For setting up Senko for development, see `DEV_SETUP.md`.

## Accuracy
See the [evaluation](/evaluation) directory.

## Technical Details
Senko is a modified version of the speaker diarization pipeline found in the excellent [3D-Speaker](https://github.com/modelscope/3D-Speaker/tree/main/egs/3dspeaker/speaker-diarization) project.
It consists of four stages: VAD (voice activity detection), Fbank feature extraction, speaker embeddings generation, and clustering (spectral or UMAP+HDBSCAN).

The following modifications have been made:
- VAD model has been swapped from FSMN-VAD to either Pyannote [segmentation-3.0](https://huggingface.co/pyannote/segmentation-3.0) or [Silero VAD](https://github.com/snakers4/silero-vad)
- Fbank feature extraction is done fully upfront, in C++, using all available CPU cores
- Batched inference of CAM++ embedding model
- Clustering when on NVIDIA (with a GPU of CUDA compute capability 7.0+) can be done on the GPU through [RAPIDS](https://docs.rapids.ai/api/cuml/stable/zero-code-change/)

On Linux/WSL, both Pyannote segmentation-3.0 and CAM++ run using PyTorch, but on Mac, both models run through CoreML. The CAM++ CoreML conversion was done from scratch in this project (see [`tracing/coreml`](tracing/coreml)), but the segmentation-3.0 converted model and interfacing code is taken from the excellent [FluidAudio](https://github.com/FluidInference/FluidAudio) project by Fluid Inference.

## FAQ

Is there any way to visualize the output diarization data?


Absolutely.

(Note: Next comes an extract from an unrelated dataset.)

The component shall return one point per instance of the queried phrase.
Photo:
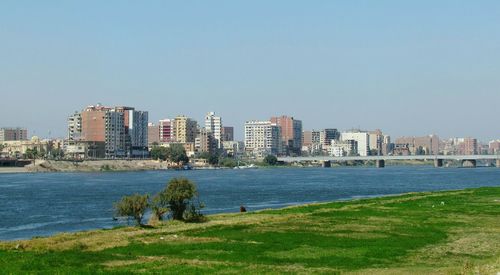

The Zanshin media player is entirely made for this purpose. Zanshin is powered by Senko, so the easiest way to visualize the diarization data is by simply using it. It's currently available for Mac (Apple Silicon) with packaging. It also works on Windows and Linux, but without packaging (coming soon); you'll need to clone the repo and launch it through the terminal. See here for instructions.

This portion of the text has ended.